The Tree of Hope: How The Youth in Ritsona Refugee Camp Came Together As A Community
Lighthouse Relief’s Youth Engagement Space (YES) is a creative haven for youth aged 16 to 25 in Ritsona refugee camp in central Greece. Lighthouse’s youth programming in Ritsona began over a year ago with The Tree of Hope project, thanks to the will and drive of several people.
By Daphne Morgen
Like much of the world, I had spent 2015 reading the news, and the images of thousands of refugees arriving in rubber dinghies on the shores of Europe were etched in my mind. The first thing that struck me when I arrived in camp was the silence. 2016–17 was an exceptionally cold winter and the snow fell, adding a layer of velvet that blended the white caravans together and gave the the camp a softer focus.
My name is Daphne and I arrived in Greece on 11 December 2016, after a friend from grad school invited me to join her working in the Female Friendly Space with Lighthouse Relief in Ritsona Refugee Camp. With my life in significant transition, I packed a suitcase and flew to Greece.

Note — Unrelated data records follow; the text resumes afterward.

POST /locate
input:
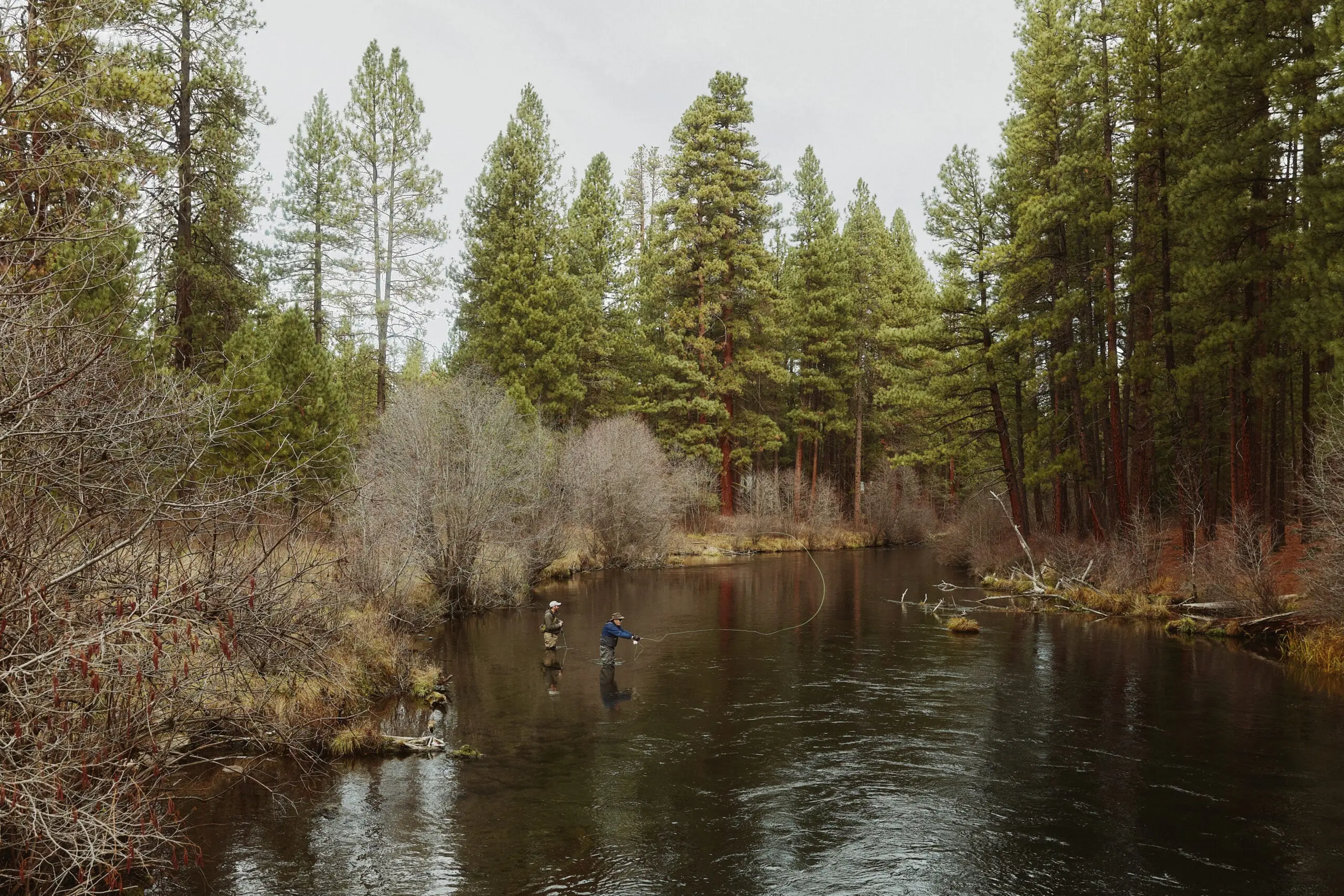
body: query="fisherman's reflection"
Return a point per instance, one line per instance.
(612, 695)
(551, 671)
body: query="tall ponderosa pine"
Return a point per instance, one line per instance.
(961, 217)
(206, 207)
(519, 307)
(69, 119)
(642, 193)
(817, 318)
(315, 208)
(886, 287)
(394, 234)
(709, 309)
(600, 246)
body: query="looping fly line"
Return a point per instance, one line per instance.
(822, 604)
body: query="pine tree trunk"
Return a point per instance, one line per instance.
(1004, 444)
(812, 499)
(183, 350)
(1304, 511)
(726, 436)
(318, 282)
(858, 452)
(797, 480)
(1117, 450)
(1088, 513)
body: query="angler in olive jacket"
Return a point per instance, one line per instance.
(611, 632)
(551, 626)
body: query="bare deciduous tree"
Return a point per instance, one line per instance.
(151, 618)
(623, 489)
(459, 488)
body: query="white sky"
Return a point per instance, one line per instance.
(882, 89)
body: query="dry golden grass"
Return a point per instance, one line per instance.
(1320, 649)
(963, 625)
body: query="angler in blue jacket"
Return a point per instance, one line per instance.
(611, 632)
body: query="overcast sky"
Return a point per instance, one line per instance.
(882, 89)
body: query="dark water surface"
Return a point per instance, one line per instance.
(867, 753)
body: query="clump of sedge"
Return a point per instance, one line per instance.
(963, 625)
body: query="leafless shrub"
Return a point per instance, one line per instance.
(897, 508)
(980, 537)
(765, 507)
(152, 618)
(1240, 567)
(698, 492)
(622, 488)
(457, 491)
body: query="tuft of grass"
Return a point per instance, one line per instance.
(1321, 649)
(963, 625)
(1184, 626)
(424, 681)
(350, 742)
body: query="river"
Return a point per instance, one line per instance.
(867, 751)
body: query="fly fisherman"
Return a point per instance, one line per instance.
(611, 632)
(551, 625)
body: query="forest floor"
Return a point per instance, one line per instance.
(1218, 599)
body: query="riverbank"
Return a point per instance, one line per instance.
(692, 547)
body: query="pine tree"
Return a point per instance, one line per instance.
(960, 215)
(519, 307)
(288, 413)
(394, 234)
(887, 291)
(209, 133)
(642, 193)
(819, 319)
(315, 208)
(707, 312)
(598, 256)
(71, 109)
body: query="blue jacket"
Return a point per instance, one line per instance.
(611, 632)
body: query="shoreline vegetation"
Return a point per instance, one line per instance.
(234, 480)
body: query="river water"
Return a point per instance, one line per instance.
(869, 751)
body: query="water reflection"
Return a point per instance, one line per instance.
(866, 753)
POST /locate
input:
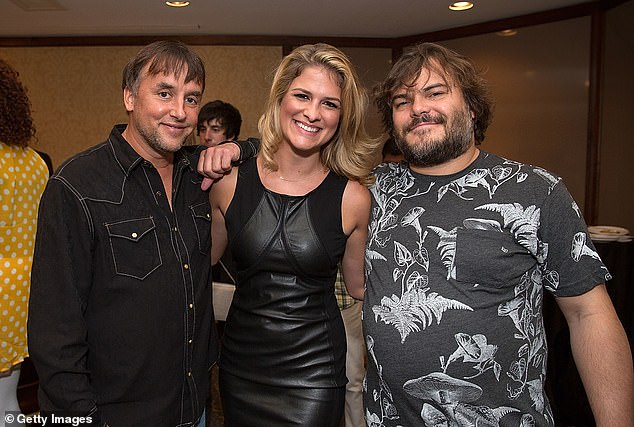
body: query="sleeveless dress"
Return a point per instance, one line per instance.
(283, 355)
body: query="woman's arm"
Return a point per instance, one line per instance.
(220, 197)
(355, 214)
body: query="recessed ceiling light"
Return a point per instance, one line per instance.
(461, 5)
(177, 3)
(507, 33)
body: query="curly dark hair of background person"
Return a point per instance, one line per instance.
(16, 124)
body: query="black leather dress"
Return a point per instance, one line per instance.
(283, 356)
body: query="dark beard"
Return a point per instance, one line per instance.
(436, 152)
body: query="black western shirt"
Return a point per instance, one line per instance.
(121, 318)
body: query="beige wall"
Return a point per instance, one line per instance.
(616, 198)
(539, 79)
(76, 92)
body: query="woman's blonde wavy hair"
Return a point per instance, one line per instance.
(351, 152)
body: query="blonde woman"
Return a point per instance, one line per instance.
(289, 216)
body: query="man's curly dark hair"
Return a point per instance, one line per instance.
(16, 123)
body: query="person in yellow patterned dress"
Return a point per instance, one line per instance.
(23, 176)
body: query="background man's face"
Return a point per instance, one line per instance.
(212, 133)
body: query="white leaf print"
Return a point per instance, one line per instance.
(500, 173)
(482, 224)
(523, 222)
(415, 310)
(551, 179)
(447, 246)
(374, 255)
(411, 218)
(402, 255)
(397, 273)
(416, 281)
(579, 248)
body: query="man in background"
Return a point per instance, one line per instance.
(120, 316)
(218, 121)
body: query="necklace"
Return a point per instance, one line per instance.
(307, 177)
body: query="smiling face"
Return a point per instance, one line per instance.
(310, 110)
(162, 113)
(432, 123)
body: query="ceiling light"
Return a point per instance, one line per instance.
(177, 3)
(507, 33)
(461, 5)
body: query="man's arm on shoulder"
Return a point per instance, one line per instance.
(214, 162)
(60, 281)
(602, 355)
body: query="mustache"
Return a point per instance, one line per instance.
(426, 118)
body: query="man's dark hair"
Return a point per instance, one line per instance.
(166, 57)
(455, 68)
(227, 115)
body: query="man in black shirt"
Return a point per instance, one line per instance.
(120, 324)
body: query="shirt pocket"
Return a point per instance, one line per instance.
(201, 215)
(490, 258)
(135, 248)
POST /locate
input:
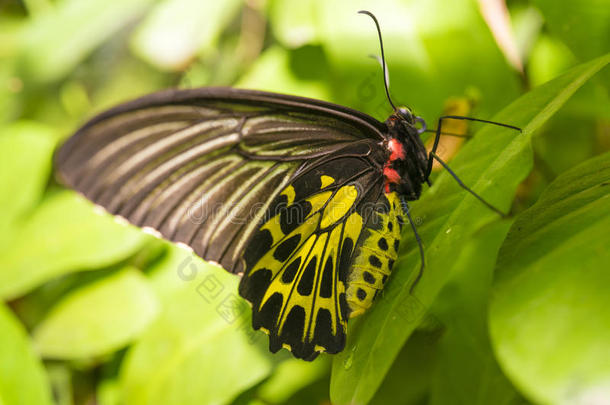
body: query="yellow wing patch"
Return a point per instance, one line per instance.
(303, 305)
(375, 258)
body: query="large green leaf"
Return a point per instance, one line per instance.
(25, 164)
(171, 45)
(22, 377)
(58, 40)
(63, 235)
(550, 317)
(99, 318)
(583, 25)
(466, 370)
(493, 164)
(201, 349)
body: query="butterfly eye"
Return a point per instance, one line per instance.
(406, 114)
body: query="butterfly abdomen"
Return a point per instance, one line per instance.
(375, 257)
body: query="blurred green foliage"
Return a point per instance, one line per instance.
(97, 312)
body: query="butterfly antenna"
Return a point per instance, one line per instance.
(383, 64)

The Female Friendly Space ran out of a small canvas tent, which we did our best to keep warm and inviting. We conducted daily outreach, going door to door to each caravan in the camp, letting residents know about programme activities for that day.

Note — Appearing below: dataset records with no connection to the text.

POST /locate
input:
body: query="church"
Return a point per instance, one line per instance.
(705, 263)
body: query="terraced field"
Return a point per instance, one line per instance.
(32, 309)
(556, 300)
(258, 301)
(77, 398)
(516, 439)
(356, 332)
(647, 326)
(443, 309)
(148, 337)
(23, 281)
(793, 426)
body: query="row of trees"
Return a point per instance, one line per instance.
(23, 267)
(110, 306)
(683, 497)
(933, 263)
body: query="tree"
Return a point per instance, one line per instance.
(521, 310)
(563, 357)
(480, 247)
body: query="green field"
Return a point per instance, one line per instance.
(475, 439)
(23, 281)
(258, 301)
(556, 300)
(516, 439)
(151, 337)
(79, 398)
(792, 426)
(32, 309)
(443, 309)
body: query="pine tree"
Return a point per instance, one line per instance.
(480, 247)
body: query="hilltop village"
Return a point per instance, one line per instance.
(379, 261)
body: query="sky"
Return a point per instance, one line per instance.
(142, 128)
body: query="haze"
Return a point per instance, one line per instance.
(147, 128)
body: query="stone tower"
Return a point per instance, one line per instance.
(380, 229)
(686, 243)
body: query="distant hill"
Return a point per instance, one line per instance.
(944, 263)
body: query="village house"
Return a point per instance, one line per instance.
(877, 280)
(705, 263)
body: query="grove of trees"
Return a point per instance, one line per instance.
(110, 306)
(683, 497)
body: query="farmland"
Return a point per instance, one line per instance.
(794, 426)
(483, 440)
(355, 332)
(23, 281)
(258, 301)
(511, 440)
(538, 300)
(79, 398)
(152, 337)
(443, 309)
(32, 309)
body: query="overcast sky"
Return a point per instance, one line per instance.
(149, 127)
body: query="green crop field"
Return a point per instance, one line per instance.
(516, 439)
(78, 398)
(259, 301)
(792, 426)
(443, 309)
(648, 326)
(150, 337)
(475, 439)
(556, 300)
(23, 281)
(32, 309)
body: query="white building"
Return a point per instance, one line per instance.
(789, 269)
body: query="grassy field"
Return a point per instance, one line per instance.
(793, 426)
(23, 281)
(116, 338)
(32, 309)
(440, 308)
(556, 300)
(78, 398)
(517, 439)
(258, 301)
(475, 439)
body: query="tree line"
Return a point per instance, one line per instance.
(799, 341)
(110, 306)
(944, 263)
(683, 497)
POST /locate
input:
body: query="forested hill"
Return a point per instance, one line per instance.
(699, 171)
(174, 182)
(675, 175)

In the process, I got to know many young people, who gradually began to share their stories. They showed me pictures of their homes, abandoned or destroyed by war, and of their family members, killed or far away. Among the youth that I encountered there was a pervasive sense of boredom and listlessness. They were stuck in Greece, waiting in limbo. Waiting for the EU to decide their fate. There was no school, no work and no adolescent programming.

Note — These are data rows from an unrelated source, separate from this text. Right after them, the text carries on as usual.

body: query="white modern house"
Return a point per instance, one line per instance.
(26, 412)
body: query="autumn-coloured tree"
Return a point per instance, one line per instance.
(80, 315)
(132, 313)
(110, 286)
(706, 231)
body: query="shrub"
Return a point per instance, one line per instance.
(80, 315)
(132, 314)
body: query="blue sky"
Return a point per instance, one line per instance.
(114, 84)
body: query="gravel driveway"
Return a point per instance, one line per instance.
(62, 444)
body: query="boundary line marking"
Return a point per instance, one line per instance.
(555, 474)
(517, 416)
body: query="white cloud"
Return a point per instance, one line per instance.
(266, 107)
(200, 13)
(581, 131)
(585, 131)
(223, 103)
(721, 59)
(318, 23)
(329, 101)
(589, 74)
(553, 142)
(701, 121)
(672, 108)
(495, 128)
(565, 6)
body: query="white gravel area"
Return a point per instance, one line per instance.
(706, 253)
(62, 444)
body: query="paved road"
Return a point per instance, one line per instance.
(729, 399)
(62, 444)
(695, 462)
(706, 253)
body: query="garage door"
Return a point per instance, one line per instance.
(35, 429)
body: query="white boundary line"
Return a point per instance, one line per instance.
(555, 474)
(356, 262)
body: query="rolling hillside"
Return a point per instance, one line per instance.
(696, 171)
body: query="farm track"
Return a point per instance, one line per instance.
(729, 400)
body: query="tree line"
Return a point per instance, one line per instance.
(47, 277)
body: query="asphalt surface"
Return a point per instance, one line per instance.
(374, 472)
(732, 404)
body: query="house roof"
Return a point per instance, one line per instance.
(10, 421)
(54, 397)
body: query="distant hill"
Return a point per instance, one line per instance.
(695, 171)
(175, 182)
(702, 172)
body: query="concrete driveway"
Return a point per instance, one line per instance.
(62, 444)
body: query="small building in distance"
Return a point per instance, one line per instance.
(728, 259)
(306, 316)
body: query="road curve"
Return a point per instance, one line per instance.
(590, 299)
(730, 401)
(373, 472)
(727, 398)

Shortly after Christmas 2016, I decided to propose a collective youth art project in the form of a mural. An organization in camp gave me permission to use the facade of a container which currently serves as the camp library. On the first day, I met with a small group of young people and suggested they design a tree with hope as the theme. One teenage boy immediately replied that he had none. He confided in me that he sometimes wished he could die because he had no one in this world. “Hope is leaving here,” he told me.
The Tree of Hope mural took two weeks to complete. First, we attached plywood to the container to conceal the corrugated metal and create a smooth “canvas.” I held workshops where youth created and decorated flowers and other imaginative forms from recycled water bottles, painted in every hue. These were eventually attached to decorate the mural. The youth who had so bluntly confessed his lack of hope became the ingenious and resourceful creator of the tree itself, constructing the trunk out of plaster and chicken wire and molding it to perfection.
Every day, young people showed up shivering in their winter jackets, cold but always enthusiastic. I encouraged them to play their music, and days were spent between moments of dancing and laughter and silent focus, paint brushes in hand. As a way of encouraging community ownership and involvement in this project, the youth designed leaf-shaped paper cutouts that they circulated through the camp, inviting people to share their thoughts and wishes. These were laminated and attached to the branches of the tree.
“Before we started the Tree of Hope, I was bored in the camp — there was nothing to do. But then I met everyone involved in the mural and we started to create beautiful things together. This was one of my best memories of Ritsona” remembers Ferhad Heme, 18, from Syria, who was integral to the early development of the YES space. He is currently living in Germany.
“It [participating in the Tree of Hope] let me find hope in my heart and made me stand up again after giving up for a long time” explains Amer Ali, 23, of Palestinian origin and currently living in Sweden.
Upon finishing, we hosted a camp-wide celebration to display the hard work and successful completion of the mural. The idea that this project had come to a close and that the young people who had busied themselves every day would go back to doing nothing was unbearable for me.
A 17-year-old whose eyes shone with intense kindness and compassion, and who had not missed a single day of mural painting, approached me as we were putting away the paint and equipment for the last time. With an almost desperate earnestness he said, “Daphne. Please. You must continue this. There is nothing else for us to do. This has been…amazing. Let’s do another project.”
That night, I wrote to the management of Lighthouse Relief asking to run a 3-month arts-based youth programme. As I did so, the words of the poem painted by the youth on the finished Tree of Hope ran through my mind;
Hold on to your hope
One day you will fly like a bird
We the youth want peace for all
Peace is art…
Peace is music…
Peace is love…
Peace is freedom
Tomorrow will be a better day
Two weeks later, I was given the go ahead to start work on the first Youth Engagement Space for Lighthouse Relief, and so it all began…
Daphne Morgen currently works with Lighthouse Relief as Programme Manager for the Storytelling Without Borders project. Over a year ago, Daphne was the drive and inspiration behind a pilot youth programme in Ritsona refugee camp, going on to manage the new Youth Engagement Space. She holds an MA in Human Security and Peacebuilding and has 10+ years of experience in social service work and arts-based programming, primarily with young people.